So far when proving that a stationary distribution of a small Markov Chain exits, I have simply been eyeballing it by seeing if all states communicate (making it irreducible) and that it is possible to go from state n to state n in 1 step (all entries on the diagonal are positive/it is aperiodic).
But I have come across Markov Chains where it isn't aperiodic, yet it still possesses a stationary distribution such as:
P = \begin{array}{l}0.2&0.2&0.6\\0.3& 0&0.7\\0.5&0.1&0.4\end{array}
You can see here that it is not possible to go from state 2 to state 2 in 1 step, so P is not aperiodic, yet it still has a stationary distribution.
Can the existence of a stationary distribution also be proved via the eigenvalues or by proving that P has all positive entries? How could I go about doing this?
I know how to actually find the stationary distribution/calculate it, I am just struggling with explaining its existence without resorting to it being aperiodic and irreducible
First off that chain is in fact aperiodic.

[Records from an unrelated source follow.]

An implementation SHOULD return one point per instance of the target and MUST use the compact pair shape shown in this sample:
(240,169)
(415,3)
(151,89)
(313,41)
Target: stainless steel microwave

You can't go from 2 to 2 in one step but you can go in 2 or 3 steps so the GCD of all path lengths from 2 to 2 is 1.
Second, aperiodicity is only needed to guarantee convergence to the stationary distribution irrespective of the starting distribution. Being irreducible on a finite state space is already sufficient to guarantee a stationary distribution exists and is unique.